Por Nayara Caroline Rosolen, para o Instituto Aurora.
(Foto: Fernando Frazão / Agência Brasil)
Foi só em 17 de maio de 1990 que a Organização Mundial da Saúde (OMS) retirou o termo “homossexualismo” do Código Internacional de Doenças, categorizado pelo sufixo “ismo” como uma patologia. Desde então, o correto é utilizar “homossexualidade” para aqueles que desejam ou se relacionam com pessoas do mesmo sexo. A data é relembrada todos os anos como o Dia Internacional de Combate à Homofobia, que, ao longo dos anos, incluiu outras orientações sexuais e identidades de gênero, com o termo LGBTfobia.

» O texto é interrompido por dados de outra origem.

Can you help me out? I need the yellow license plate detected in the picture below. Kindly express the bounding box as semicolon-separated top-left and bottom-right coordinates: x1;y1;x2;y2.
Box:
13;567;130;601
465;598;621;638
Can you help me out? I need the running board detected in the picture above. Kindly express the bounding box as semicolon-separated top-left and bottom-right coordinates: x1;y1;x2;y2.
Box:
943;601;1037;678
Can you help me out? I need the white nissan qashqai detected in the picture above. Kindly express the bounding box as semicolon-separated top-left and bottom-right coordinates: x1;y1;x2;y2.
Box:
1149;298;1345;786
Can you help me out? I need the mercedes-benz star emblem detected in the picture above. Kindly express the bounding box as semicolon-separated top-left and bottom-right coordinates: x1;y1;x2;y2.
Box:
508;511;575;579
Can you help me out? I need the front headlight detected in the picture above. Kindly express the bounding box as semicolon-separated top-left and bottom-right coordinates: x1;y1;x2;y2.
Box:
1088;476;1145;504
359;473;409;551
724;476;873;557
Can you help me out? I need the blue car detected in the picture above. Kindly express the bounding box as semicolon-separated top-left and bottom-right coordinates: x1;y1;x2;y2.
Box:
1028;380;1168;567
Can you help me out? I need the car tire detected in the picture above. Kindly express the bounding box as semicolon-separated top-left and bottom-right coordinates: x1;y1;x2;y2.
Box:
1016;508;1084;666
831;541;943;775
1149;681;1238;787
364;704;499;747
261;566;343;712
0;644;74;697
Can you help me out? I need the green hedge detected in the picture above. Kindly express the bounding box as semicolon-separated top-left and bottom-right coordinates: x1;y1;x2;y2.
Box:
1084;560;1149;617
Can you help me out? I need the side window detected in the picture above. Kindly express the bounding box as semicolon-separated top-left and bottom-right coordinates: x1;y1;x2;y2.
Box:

Mais de três décadas depois, muitos espaços foram conquistados pela comunidade LGBT+, que avançam as discussões no intuito de quebrar estigmas e estereótipos que potencializam o preconceito e a violência contra pessoas da comunidade. Mesmo assim, o Brasil ainda é o país mais homotransfóbico do mundo. Mas a situação pode ser ainda pior, devido à subnotificação e escassez de estatísticas oficiais.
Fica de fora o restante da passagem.